Question: The power supply for a pulsed nitrogen laser has a \({\bf{0}}{\bf{.050}}\;{\bf{\mu F}}\) capacitor with a maximum voltage rating of 35 kV. (a) Estimate how much energy could be stored in this capacitor. (b) If 12% of this stored electrical energy is converted to light energy in a pulse that is 6.2 microseconds long, what is the power of the laser pulse?

The energy stored in a capacitor can be calculated by examining the value of the capacitance of the capacitor and the value of the voltage. Its value is altered linearly to the value of the capacitance.

The capacitance is,\[C = 0.050\;{\rm{\mu F}}\].

The voltage rating is,\[V = 35\;{\rm{kV}}\].

The time is,\[t = 6.2\;{\rm{\mu s}}\].

The energy stored in the capacitor can be calculated as:

\[\begin{array}{c}PE = \frac{1}{2}C{V^2}\\ = \frac{1}{2}\left( {0.050\;{\rm{\mu F}}} \right)\left( {\frac{{{\rm{1}}{{\rm{0}}^{{\rm{ - 6}}}}\;{\rm{F}}}}{{{\rm{1}}\;{\rm{\mu F}}}}} \right){\left\{ {\left( {{\rm{35}}\;{\rm{kV}}} \right)\left( {\frac{{{\rm{1}}{{\rm{0}}^{\rm{3}}}\;{\rm{V}}}}{{{\rm{1}}\;{\rm{kV}}}}} \right)} \right\}^2}\\ = 30.6\;{\rm{J}}\\ \approx 31\;{\rm{J}}\end{array}\]

Thus, the energy stored in the capacitor is \[31\;{\rm{J}}\].

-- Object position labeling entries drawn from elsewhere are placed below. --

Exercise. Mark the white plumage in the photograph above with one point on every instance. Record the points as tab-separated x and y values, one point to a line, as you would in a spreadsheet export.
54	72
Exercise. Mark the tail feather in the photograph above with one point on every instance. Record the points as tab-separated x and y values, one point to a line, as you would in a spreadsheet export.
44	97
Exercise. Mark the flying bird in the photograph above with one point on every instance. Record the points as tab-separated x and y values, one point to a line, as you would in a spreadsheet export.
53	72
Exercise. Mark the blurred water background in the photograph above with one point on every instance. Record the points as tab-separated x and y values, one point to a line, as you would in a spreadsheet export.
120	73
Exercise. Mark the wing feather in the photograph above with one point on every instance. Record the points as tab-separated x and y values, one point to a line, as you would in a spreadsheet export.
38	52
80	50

If 12% of electrical energy is converted to light energy, then the value of the light energy will be:

\[\begin{array}{c}LE = 0.12\left( {PE} \right)\\ = 0.12\left( {31\;{\rm{J}}} \right)\\ = 3.7\;{\rm{J}}\end{array}\]

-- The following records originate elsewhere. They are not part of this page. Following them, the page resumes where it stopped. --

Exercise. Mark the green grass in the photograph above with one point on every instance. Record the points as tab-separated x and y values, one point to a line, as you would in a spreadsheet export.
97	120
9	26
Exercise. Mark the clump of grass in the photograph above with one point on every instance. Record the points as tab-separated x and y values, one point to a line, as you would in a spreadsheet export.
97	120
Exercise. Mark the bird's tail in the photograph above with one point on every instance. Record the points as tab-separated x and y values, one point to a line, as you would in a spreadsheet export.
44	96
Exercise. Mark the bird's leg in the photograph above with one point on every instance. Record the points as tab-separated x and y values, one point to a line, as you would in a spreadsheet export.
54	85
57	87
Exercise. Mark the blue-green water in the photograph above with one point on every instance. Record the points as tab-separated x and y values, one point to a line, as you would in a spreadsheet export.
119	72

The power of the laser pulse can be calculated as:

\[\begin{array}{c}P = \frac{{LE}}{t}\\ = \frac{{\left( {3.7\;{\rm{J}}} \right)}}{{\left( {6.2\;{\rm{\mu s}}} \right)\left( {\frac{{{\rm{1}}{{\rm{0}}^{{\rm{ - 6}}}}\;{\rm{s}}}}{{{\rm{1}}\;{\rm{\mu s}}}}} \right)}}\\ = 5.9 \times {10^5}\;{\rm{W}}\end{array}\]

Thus, the power of the laser pulse is \[5.9 \times {10^5}\;{\rm{W}}\].